The increasing trend of cross-industry interim appointments in order to challenge decision making and provide boards with a broad perspective.

A Fresh Perspective

Continuing public spending cuts to help aggressively bring down the deficit is a key source of concern for many social welfare related sectors in the UK currently, with numerous organisations having to rapidly review their business models and consider new ways of working.

In line with this and as a more general trend, we’re seeing an increasing shift towards cross industry appointments in order to introduce fresh and diverse perspectives into organisations that need to adapt to sector challenges. Interim executives from a broad range of backgrounds are being brought in to challenge decision making and help boards make sound financial decisions and explore all available options effectively.

This is particularly true in a sector such as social housing which is facing an unprecedented period of change as registered providers are forced to deliver services with only a fraction of the resources that they are used to. Likewise in the volunteer sector, further public spending cuts will put charities under more pressure as fundraising remains highly competitive and restrictions on campaigning are imminent.

While fundraising in the small UK pool is highly competitive, many charities may be missing fundraising opportunities by not evaluating market opportunities from a commercial perspective. Board members are increasingly recognising this and are keen to shift focus on to diversifying and commercialising income, particularly as partnerships with government and private industry are likely to become more necessary.
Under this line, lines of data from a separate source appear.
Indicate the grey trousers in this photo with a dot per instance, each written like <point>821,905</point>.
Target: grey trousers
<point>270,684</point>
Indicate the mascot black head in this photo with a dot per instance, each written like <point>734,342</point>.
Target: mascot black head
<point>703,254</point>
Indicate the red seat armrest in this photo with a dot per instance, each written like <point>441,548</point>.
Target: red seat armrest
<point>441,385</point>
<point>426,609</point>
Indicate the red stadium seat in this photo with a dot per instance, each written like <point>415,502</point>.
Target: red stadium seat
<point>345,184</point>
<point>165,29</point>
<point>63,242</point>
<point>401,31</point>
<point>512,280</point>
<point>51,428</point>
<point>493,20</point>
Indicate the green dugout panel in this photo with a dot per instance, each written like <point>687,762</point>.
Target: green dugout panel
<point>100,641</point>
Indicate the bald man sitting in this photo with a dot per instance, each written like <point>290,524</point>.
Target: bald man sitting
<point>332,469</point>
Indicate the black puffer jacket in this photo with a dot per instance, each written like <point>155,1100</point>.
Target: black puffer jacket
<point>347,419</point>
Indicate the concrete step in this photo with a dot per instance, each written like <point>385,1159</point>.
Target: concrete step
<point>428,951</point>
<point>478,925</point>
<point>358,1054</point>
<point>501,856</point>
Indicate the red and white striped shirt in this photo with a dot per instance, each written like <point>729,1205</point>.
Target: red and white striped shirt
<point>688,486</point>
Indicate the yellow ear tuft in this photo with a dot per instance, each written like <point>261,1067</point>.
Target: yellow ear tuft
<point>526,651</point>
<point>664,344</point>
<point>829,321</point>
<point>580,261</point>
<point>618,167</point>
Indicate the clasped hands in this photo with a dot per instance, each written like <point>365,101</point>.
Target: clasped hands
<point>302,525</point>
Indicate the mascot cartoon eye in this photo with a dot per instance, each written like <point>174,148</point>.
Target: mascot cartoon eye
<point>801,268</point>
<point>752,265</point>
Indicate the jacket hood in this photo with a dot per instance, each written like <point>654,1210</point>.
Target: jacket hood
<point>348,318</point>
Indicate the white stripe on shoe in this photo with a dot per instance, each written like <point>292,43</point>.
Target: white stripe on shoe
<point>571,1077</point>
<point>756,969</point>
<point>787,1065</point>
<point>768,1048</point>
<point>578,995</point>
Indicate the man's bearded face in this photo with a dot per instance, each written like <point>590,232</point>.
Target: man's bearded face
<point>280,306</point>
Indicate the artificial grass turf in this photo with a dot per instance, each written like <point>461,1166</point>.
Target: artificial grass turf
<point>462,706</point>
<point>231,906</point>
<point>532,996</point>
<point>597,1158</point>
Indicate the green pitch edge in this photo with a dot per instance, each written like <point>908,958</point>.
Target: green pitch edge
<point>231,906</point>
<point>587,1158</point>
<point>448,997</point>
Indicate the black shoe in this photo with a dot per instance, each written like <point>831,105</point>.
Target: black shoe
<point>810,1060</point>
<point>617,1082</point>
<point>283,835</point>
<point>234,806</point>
Likewise, with the recent rent cuts sustainable revenue generation is at the top of the agenda for the social housing sector. As a result, registered providers and charities are also looking to gain a more commercial perspective.
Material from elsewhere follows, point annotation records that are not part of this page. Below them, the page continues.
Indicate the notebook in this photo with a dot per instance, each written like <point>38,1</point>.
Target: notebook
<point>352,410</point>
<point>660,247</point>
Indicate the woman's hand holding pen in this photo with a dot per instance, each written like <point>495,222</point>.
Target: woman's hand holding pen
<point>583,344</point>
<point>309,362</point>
In order to strengthen their approach, both social housing and third sector organisations will need the expertise of individuals who are adept at mining for revenue opportunities and cutting costs. Many are choosing to invest in project based interim executives who can provide a quick injection of support and expertise within a fixed time scale.
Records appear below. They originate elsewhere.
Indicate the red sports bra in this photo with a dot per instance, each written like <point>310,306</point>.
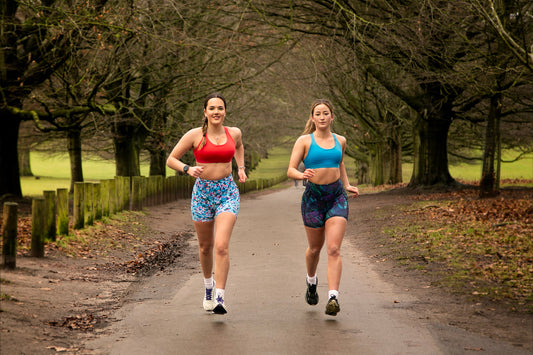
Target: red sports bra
<point>212,153</point>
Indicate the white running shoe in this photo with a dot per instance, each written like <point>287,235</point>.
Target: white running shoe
<point>209,298</point>
<point>220,307</point>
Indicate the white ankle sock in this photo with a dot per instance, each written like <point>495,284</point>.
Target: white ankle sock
<point>333,293</point>
<point>208,282</point>
<point>219,292</point>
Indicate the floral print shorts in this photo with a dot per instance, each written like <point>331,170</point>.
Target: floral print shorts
<point>320,202</point>
<point>212,197</point>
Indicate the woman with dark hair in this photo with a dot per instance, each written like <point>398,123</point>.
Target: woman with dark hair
<point>215,196</point>
<point>324,202</point>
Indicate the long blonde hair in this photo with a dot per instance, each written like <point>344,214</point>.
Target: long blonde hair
<point>310,125</point>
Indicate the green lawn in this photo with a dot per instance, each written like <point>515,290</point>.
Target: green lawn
<point>54,171</point>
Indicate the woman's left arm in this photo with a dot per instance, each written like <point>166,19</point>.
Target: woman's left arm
<point>239,154</point>
<point>343,174</point>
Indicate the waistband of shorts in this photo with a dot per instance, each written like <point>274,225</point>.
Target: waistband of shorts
<point>223,180</point>
<point>325,186</point>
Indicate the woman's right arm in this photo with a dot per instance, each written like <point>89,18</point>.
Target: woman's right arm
<point>297,155</point>
<point>185,143</point>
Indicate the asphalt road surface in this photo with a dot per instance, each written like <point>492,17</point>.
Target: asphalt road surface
<point>267,312</point>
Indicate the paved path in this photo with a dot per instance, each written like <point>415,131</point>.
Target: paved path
<point>265,297</point>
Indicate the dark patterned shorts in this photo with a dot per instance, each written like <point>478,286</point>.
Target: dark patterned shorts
<point>320,202</point>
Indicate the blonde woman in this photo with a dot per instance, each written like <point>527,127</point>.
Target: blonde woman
<point>215,197</point>
<point>324,202</point>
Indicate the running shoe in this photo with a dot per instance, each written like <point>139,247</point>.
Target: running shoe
<point>209,302</point>
<point>220,308</point>
<point>310,295</point>
<point>332,308</point>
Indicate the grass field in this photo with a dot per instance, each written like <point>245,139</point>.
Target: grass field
<point>54,171</point>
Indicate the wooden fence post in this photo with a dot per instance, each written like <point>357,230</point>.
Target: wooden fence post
<point>9,235</point>
<point>137,193</point>
<point>88,203</point>
<point>112,196</point>
<point>62,211</point>
<point>104,194</point>
<point>37,227</point>
<point>97,201</point>
<point>50,225</point>
<point>79,205</point>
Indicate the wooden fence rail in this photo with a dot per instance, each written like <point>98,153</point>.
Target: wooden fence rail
<point>93,201</point>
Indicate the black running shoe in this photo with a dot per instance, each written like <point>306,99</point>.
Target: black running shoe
<point>332,308</point>
<point>311,296</point>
Through this investment, social welfare organisations can to look to develop more sustainable business models that help to identify new opportunities, attract and retain essential talent and ultimately ensure that the goals that remain at the heart of these organisations are met, now and in the future.


Barry Ryan at 30/07/2015 16:55 said:

An interesting article. Good to see the promotion of the principle that sometimes those, whose own experience is diverse like mine, can bring alternative thinking to current problems. However, the reality, is very often a resistance to doing precisely that, as many organisations are reluctant to step away from the concept that a person must have x years prior related experience.
Not so, and most certainly not true.
Some organisations, particularly among middle and lower management, block new blood. Much to their detriment. The drive for injecting new ideas, must, I believe, come from COO's themselves. The trick is, getting in to talk to them.

Robin Border at 05/08/2015 09:53 said:

Dead right Barry. Doing the same thing time after time will just perpetuate the status quo. As a finance Director my skillsets are totally transferable between sectors and I am sure the same is true of HR and IT colleagues.Its great to see big providers like Odgers recognise this. And yet they still organise themselves by Industry sector.....

Geoff Moss at 06/08/2015 09:56 said:


Your comments are a true reflection of my experiences as well. I note with concern the inability to influence for example, the banking sector, where without previous experience, you are automatically sifted out of consideration.

Keith Maher at 10/08/2015 10:35 said:

I am coming to the end of an assignment with a major Life Science organisation where I employed methods learned in Retail and Logistics. We over achieved by utilising a completely different approach to arriving at the result and the organisation is delighted. If we had performed as per the norm I must question if we would have just delivered the same outcomes again. This for me is evidence that if failure occurs or a different outcome is required then activities need to be approached differently. Barry Ryan's point on fresh blood is extremely important and in my experience, interims can bring fresh perspectives and energy.

Chris Davis at 17/08/2015 10:43 said:

I agree completely with the article and the subsequent comments - I have just completed a three year assignment in a logistics division having previously had no logistics experience at all, and it is the most successful change programme I have ever lead!

I think core skills, competencies, and most importantly attitudes far outweigh specific industry sector experience.